There is a "diverse array of art" but for me the best part was being surrounded by the imaginative abstract designs & colors. Even the air seemed blue & white! For more information on the show, click here.
 The last Exhibition I visited was The Postcard Age. Even though I adore postcards, & even though there was a huge selection of Postcards from Paris, I was fatigued. I had spent some time on a French language guided tour & some "serious" time in other galleries. So I relaxed & looked at the lookers looking. Next time I'll start with the postcards.

  
This young couple came dressed up, he in shiny black hat, she wearing a crown. Maybe they were themselves contemporary art, in the midst of more traditional attire.

Tuesday, March 12, 2013

Functions of Sketching

Sometimes sketching in a journal has functions other than drawing for pleasure. Last night, at a town meeting about a pending proposal for allowing tar sands to the pipelines of South Porltand, my opportunity to sketch saved me.
It was an outlet for nervous energy, allowing me to take in information & comments on a disturbing subject.
 The beauty of it is that I now have recorded information to refer back to.
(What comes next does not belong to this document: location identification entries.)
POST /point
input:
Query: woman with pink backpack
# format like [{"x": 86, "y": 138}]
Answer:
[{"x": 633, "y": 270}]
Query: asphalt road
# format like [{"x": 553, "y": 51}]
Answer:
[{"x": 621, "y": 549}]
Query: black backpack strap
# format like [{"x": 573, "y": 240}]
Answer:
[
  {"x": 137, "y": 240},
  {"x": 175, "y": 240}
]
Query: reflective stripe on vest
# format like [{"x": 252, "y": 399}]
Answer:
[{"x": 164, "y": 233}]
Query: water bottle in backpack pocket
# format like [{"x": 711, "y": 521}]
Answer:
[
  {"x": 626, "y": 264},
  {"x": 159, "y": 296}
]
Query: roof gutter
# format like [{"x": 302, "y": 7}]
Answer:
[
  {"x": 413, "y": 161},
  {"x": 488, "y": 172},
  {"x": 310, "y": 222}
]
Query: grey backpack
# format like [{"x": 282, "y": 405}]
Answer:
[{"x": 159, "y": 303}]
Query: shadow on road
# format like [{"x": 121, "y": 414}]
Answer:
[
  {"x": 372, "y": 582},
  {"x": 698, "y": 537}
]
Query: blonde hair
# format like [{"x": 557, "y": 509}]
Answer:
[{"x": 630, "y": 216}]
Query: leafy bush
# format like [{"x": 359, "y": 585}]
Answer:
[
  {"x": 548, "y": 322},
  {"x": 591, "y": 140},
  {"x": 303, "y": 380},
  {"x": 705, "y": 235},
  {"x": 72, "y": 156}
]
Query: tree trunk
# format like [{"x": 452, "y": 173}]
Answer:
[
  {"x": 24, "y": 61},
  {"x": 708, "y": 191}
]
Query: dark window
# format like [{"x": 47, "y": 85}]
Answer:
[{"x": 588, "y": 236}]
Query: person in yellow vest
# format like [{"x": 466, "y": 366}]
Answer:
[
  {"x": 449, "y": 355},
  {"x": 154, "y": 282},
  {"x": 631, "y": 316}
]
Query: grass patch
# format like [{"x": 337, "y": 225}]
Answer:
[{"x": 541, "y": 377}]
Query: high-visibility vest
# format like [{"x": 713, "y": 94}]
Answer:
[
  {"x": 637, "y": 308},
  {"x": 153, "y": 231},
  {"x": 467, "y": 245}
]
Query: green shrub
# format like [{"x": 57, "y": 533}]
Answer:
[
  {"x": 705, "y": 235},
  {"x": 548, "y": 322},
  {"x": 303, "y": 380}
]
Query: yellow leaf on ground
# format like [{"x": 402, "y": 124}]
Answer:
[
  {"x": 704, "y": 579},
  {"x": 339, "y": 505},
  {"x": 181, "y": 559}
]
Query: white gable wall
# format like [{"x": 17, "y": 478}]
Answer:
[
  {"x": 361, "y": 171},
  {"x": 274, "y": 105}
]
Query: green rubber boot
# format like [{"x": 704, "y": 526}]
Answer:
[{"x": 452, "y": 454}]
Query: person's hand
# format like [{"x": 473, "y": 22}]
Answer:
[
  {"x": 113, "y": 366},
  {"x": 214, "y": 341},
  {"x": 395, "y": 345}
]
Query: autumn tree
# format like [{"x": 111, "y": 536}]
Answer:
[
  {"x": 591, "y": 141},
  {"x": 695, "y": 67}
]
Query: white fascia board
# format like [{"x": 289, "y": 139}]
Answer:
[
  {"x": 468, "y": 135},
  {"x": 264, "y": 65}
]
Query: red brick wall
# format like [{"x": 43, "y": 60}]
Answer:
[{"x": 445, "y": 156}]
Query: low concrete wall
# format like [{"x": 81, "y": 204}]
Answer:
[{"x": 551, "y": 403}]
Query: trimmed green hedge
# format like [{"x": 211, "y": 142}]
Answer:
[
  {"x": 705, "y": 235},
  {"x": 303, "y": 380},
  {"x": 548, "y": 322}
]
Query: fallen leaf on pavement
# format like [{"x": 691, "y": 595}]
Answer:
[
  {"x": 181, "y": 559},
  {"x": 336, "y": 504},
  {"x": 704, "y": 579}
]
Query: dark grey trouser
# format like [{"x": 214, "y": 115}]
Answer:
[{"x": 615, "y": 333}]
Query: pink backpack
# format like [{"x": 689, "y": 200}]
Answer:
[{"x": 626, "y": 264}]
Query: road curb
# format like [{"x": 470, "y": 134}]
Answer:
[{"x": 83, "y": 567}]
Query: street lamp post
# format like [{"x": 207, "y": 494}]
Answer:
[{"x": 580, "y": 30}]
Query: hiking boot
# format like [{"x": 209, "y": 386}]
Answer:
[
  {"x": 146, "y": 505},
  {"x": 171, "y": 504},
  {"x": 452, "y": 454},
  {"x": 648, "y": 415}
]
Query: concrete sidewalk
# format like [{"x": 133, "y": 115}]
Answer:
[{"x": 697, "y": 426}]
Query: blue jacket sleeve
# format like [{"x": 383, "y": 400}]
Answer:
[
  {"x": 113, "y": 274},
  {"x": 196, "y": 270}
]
And I got to observe people in their poses & their costumes, perhaps like a bird-watcher observing birds. So, I DID get to draw for pleasure as well.
A note about my technique: Once home, I filled empty space  with writing to balance out compositions a bit. The beauty of this is that I got to study the information by reviewing it & by copying notes that were handed out. And, here & there, I added some personal reflections as well. 

(PS. In the drawing above: "The Three Little Pots" are soup pots from a restaurant where I'd been the day before. Sketching while waiting, also a way that sketching enriches life.)

Thursday, March 7, 2013

Playful Bird Sketches

I so love the blogs I read in which people share their photos of nature & their journal drawings from their country lives! Thank you! Several people whom I know & love are bird watchers &/or birders & I love listening to the stories they tell. On this journal page I wanted to get a sense of some different bird poses, so I sketched a bit from some bird book photos, & then added colors & features from my imagination.

Sunday, March 3, 2013

26 Mugs, 100 Monkeys

A drawing from my "Private-Play" Journal. 26 coffee mugs from imagination, drawn in one session.

Noah Scalin in "365: A Daily Creativity Journal: Make Something Every Day & Change Your Life!" has inspired a number of bloggers. Quantity is generated by this practice, but more importantly, I think, perseverance & continuity. It's a daily workout of creative muscles. 
I'll never forget the art show at the Smithsonian in the 80's, "Yani, The Brush of Innocence" by a Chinese child prodigy. Her prolific calligraphic paintings included a scroll in which she challenged herself to paint 100 monkeys in 100 different positions in one session. I'm not a child, nor a prodigy, but I enjoyed my 26 mugs. And that's the beauty of the accessibility of art & education & books in our culture: the enrichment of individual lives, no matter what the degree of inherent talent.
Shaun Tan has a new book, "The Bird King: an artist's notebook". Tan is an accomplished artist of very refined graphic novels such as "The Arrival". This is a powerful story of the experience of the displaced immigrant. In "The Bird King" he features selections from his private journal of "doodles" & drawing experiments. There is only one thing to do to confront "artist's block", he writes. "Just start drawing", where the meaning of the drawing is secondary to the "simple act of making". Klee called it "Going for a walk with a line."
Will I try  to draw more than 26 mugs in a sitting at another time, in the style of Yani? Probably not. But a little series involving something else? Yes!